As some of you are aware, there are three committees in the House of Representatives that are conducting…hearings…purporting to investigate President Donald Trump with a view to impeach him over this or that Progressive-Democrat-perceived peccadillo, or simply to keep the smear alive after the failure of the Mueller investigation in order to prejudice the 2020 Presidential and Congressional (and down ballot) elections.

As you also are aware, these committees are conducting their hearings in secret, behind closed doors, doors that are so tightly sealed that Republican members of one of the three committees are barred from any of the other committees’ hearings.

But they’re not that tightly sealed; varied news outlets routinely publish what they claim are excerpts from those hearings.  That brings me to a couple of questions.

One is, what are the sources for those things the news outlets publish? The hearings are, after all, secret. Or so the Progressive-Democrat committee chairmen claim.  No news outlet will identify any of its sources.  This is an old question.

Another question is why the news outlets are so incurious about the existence of the leaks? Do they really not care about the lack of integrity the Progressive-Democrat-controlled committees demonstrate with their leaks?

These committees seem to be running Star Chamber inquisitions rather than serious investigations.

Yes and No

Progressive-Democratic Party Presidential candidate and Senator Elizabeth Warren (D, MA) wants to break up Facebook, and in the meantime, she wants Facebook to shut down free speech the speech of those of whom she disapproves—especially political ads posted to Facebook (for a fee charged by Facebook) by Republicans and Conservatives.  Zuckerberg’s response?

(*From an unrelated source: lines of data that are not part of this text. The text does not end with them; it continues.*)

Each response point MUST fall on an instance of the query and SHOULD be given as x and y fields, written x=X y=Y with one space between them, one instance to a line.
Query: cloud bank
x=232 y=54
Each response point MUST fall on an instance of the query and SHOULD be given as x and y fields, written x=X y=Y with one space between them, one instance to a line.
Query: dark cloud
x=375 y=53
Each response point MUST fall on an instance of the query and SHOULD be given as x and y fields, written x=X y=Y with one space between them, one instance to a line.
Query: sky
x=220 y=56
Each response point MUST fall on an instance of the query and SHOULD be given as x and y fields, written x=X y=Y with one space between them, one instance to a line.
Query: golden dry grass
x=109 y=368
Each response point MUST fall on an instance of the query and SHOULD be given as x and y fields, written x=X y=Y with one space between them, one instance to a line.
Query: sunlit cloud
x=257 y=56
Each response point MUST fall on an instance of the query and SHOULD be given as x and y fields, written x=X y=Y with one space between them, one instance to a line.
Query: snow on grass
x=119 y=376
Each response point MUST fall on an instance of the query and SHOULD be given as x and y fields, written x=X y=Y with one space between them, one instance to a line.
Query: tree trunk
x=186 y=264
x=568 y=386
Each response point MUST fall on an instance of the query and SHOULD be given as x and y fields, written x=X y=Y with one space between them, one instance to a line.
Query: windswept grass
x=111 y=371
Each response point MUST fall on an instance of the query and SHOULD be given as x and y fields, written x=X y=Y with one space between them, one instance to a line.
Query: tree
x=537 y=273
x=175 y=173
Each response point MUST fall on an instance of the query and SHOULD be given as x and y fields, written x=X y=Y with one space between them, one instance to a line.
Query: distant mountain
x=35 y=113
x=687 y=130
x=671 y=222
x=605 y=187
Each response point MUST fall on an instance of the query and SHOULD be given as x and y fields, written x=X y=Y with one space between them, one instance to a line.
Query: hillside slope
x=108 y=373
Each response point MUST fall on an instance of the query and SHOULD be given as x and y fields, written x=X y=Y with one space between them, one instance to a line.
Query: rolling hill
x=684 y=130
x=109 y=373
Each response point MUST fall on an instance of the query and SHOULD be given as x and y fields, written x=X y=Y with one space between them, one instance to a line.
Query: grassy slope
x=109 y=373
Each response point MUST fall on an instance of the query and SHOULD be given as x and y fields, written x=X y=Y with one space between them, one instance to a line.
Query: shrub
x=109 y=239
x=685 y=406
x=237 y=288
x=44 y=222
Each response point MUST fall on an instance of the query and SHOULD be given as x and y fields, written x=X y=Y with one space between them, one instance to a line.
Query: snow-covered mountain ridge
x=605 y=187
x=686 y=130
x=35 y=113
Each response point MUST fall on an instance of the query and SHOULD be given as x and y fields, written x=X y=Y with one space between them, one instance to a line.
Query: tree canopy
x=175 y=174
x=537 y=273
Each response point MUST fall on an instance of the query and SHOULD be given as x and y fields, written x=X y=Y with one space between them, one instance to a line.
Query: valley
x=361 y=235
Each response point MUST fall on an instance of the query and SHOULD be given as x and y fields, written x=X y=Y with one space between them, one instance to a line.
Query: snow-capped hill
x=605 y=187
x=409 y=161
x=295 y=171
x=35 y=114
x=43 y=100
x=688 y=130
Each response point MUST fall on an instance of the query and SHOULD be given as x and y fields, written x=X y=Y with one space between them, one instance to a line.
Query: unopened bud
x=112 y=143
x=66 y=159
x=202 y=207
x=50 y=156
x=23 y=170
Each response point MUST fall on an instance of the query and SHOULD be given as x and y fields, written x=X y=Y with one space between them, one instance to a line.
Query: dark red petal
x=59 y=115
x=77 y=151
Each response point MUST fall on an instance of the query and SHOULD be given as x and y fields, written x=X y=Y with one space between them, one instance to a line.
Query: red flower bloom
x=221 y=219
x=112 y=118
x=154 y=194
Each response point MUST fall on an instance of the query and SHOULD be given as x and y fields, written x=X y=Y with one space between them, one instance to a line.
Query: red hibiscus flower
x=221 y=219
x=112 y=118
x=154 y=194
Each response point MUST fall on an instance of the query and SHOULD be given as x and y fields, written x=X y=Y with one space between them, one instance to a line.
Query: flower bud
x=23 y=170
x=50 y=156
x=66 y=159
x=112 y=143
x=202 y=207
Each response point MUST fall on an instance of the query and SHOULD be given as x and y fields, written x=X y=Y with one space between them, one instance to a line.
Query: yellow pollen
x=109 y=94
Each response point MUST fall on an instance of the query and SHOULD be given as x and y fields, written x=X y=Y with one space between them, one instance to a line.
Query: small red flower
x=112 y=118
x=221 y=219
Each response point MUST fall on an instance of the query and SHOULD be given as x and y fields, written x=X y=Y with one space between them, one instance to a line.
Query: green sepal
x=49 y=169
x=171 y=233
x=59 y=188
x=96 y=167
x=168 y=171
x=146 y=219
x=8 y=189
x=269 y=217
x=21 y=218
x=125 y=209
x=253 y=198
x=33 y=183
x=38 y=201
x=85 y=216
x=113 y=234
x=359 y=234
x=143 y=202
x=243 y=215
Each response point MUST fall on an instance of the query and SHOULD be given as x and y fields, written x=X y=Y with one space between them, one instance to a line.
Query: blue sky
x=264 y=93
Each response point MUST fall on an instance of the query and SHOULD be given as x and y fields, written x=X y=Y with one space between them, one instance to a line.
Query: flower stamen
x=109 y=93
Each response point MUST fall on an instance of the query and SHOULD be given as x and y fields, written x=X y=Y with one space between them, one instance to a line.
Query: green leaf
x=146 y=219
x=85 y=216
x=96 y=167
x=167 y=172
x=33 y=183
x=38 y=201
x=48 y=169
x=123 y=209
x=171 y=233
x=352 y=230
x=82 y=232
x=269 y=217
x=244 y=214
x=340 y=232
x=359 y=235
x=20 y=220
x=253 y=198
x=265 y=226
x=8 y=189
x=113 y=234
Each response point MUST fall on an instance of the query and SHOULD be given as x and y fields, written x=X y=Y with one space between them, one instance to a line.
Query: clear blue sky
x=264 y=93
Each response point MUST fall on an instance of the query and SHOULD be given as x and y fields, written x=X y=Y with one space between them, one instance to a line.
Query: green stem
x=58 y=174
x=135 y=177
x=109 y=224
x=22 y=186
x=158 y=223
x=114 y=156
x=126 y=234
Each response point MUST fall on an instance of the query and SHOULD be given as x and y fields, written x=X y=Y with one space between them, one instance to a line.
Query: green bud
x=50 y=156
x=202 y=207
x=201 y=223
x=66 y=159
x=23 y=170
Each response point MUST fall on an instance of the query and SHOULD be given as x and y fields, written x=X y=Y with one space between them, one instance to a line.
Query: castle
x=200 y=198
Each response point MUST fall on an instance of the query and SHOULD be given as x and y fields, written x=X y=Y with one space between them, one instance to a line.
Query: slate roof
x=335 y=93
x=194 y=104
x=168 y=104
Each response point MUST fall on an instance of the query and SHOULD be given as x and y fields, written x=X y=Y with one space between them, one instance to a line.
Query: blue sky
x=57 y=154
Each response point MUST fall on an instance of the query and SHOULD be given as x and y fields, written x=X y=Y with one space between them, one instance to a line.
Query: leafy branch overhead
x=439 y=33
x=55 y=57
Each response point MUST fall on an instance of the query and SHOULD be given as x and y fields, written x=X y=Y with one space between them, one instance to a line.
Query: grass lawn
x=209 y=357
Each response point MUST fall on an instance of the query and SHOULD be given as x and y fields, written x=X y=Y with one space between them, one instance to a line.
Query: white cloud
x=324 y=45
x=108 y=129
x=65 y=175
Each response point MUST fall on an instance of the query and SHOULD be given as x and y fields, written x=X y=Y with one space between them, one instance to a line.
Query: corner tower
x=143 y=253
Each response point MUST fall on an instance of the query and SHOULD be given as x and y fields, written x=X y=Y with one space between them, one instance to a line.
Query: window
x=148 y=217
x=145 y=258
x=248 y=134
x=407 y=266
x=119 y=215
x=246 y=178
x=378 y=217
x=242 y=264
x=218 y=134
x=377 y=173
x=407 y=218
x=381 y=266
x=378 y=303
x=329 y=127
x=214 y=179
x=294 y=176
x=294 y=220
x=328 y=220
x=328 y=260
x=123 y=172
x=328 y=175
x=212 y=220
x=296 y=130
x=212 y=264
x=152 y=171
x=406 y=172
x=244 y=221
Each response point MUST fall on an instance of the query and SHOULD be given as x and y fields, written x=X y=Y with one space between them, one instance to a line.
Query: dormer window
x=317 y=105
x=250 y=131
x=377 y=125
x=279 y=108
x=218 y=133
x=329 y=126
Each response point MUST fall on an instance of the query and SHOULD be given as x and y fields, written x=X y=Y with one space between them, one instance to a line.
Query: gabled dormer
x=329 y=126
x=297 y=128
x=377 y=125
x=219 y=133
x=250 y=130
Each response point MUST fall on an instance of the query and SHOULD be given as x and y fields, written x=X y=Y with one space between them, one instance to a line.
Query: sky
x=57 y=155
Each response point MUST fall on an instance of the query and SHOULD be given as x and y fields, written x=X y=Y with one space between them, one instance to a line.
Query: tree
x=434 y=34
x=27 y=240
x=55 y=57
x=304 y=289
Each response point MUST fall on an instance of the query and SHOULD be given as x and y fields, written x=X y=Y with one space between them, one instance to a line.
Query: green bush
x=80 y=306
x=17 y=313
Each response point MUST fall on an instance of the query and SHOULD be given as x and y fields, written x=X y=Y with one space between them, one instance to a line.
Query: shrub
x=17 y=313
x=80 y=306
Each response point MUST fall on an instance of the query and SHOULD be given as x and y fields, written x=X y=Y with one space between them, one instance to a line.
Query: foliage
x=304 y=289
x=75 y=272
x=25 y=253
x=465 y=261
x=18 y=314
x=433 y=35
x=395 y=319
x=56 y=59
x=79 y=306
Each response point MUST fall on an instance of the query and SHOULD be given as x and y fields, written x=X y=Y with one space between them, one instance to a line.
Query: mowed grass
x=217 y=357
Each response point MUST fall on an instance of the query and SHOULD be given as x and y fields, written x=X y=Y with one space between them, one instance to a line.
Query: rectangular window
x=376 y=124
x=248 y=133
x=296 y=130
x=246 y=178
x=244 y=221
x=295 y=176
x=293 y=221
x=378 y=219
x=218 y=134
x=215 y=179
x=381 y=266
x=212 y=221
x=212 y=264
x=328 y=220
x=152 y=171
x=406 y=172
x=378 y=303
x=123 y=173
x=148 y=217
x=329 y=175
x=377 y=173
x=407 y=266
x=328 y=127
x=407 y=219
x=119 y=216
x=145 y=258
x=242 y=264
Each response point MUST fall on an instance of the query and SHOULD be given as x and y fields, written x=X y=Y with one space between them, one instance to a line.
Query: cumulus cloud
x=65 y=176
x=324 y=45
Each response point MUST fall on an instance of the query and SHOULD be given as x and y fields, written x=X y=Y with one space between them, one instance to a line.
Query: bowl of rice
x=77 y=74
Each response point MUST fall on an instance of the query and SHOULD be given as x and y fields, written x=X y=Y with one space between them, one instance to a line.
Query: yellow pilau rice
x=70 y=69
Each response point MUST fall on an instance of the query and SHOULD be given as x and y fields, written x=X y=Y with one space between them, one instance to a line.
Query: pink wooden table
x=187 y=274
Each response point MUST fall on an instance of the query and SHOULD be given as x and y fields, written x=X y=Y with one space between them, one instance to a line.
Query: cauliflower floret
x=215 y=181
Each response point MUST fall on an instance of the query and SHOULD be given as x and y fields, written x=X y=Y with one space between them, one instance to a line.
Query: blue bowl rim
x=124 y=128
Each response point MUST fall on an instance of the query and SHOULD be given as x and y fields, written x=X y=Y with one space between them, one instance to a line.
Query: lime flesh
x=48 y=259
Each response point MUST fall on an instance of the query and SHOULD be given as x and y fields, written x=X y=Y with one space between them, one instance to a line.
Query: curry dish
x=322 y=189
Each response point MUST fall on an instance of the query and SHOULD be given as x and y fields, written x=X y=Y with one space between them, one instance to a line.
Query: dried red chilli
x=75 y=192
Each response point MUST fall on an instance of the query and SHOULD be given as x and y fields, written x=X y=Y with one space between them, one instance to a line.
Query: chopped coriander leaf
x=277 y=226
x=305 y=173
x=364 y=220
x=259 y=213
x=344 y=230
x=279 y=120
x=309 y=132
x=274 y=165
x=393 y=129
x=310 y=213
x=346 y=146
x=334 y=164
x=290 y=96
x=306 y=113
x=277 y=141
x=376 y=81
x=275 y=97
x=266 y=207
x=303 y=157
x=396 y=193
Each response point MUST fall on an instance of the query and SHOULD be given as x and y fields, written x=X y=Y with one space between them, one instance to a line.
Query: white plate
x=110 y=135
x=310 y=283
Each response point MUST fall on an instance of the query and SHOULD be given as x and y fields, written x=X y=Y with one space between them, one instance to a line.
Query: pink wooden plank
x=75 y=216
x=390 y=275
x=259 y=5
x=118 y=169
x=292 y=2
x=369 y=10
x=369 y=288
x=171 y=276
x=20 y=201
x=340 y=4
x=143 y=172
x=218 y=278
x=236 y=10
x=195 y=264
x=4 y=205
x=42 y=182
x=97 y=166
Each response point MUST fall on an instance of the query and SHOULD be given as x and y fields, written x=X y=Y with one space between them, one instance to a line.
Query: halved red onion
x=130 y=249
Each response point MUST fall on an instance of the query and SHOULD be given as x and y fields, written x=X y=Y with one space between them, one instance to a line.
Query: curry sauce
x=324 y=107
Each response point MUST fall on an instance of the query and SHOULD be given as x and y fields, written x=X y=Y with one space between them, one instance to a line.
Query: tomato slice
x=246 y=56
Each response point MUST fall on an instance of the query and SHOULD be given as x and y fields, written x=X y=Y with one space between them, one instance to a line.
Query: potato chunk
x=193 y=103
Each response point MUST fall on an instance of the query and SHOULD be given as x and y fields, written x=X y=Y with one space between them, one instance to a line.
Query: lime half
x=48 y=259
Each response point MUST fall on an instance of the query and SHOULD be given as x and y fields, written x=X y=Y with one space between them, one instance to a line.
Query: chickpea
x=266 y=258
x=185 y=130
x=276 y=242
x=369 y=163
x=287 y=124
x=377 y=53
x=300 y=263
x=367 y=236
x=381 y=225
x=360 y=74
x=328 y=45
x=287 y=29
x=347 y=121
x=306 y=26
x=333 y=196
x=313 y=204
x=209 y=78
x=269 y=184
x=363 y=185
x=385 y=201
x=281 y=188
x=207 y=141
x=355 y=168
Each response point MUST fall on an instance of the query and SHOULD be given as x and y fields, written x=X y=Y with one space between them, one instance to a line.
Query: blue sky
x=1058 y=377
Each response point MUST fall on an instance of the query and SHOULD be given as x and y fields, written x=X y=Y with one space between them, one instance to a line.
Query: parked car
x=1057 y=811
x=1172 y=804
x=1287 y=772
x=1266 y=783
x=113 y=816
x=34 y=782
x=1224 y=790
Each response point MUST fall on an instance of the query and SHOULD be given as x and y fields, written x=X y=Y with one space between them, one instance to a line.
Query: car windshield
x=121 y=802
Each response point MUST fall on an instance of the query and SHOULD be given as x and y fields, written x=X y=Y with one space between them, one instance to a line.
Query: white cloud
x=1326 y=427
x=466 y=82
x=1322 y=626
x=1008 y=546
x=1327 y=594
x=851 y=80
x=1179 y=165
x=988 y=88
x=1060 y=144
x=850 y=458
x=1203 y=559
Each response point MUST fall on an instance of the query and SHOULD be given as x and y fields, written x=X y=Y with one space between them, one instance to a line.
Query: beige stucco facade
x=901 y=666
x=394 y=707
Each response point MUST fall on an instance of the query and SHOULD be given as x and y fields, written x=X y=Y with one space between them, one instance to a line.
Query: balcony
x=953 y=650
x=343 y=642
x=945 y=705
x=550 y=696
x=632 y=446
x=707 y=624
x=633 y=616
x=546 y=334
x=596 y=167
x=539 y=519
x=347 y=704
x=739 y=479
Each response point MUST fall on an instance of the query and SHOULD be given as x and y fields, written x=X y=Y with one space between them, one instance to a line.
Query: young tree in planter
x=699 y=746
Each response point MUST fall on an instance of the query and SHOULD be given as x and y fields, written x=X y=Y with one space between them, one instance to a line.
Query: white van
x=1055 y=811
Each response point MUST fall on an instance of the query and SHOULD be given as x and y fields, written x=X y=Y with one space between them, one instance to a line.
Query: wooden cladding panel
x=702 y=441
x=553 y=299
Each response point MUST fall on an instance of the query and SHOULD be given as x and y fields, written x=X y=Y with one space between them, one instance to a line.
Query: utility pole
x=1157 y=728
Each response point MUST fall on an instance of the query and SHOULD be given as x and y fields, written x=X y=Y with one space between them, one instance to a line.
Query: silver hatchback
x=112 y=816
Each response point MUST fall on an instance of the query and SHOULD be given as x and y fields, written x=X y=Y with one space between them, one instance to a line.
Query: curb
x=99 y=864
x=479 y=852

Facebook’s vice president of global affairs and communications Nick Clegg wrote that the company does not believe its role is to “prevent a politician’s speech from reaching its audience and being subject to public debate and scrutiny.”

Warren is, of course, angrified that a mere business won’t submit to her bidding, and so she tried to expose Facebook’s arrogance:

She taunted the company by submitting a false ad of her own claiming that Facebook CEO Mark Zuckerberg had endorsed Mr. Trump “to see if it’d be approved.” It was.

Of course it was. It was a political ad, by Warren’s design.  It also was not a false ad; it told the truth. The truth wasn’t that Zuckerberg had become a Trump supporter; that was obvious parody.  No, the thing that made the ad a true one was Warren’s own statement, early on in her parody, that her claim regarding the new Zuckerberg-Trump palsiness was itself false, its purpose being to show Facebook’s penchant for running false political advertisements solely to take money to promote lies.

(Given Warren’s own penchant for lying for her personal gain, that last is especially parodical.)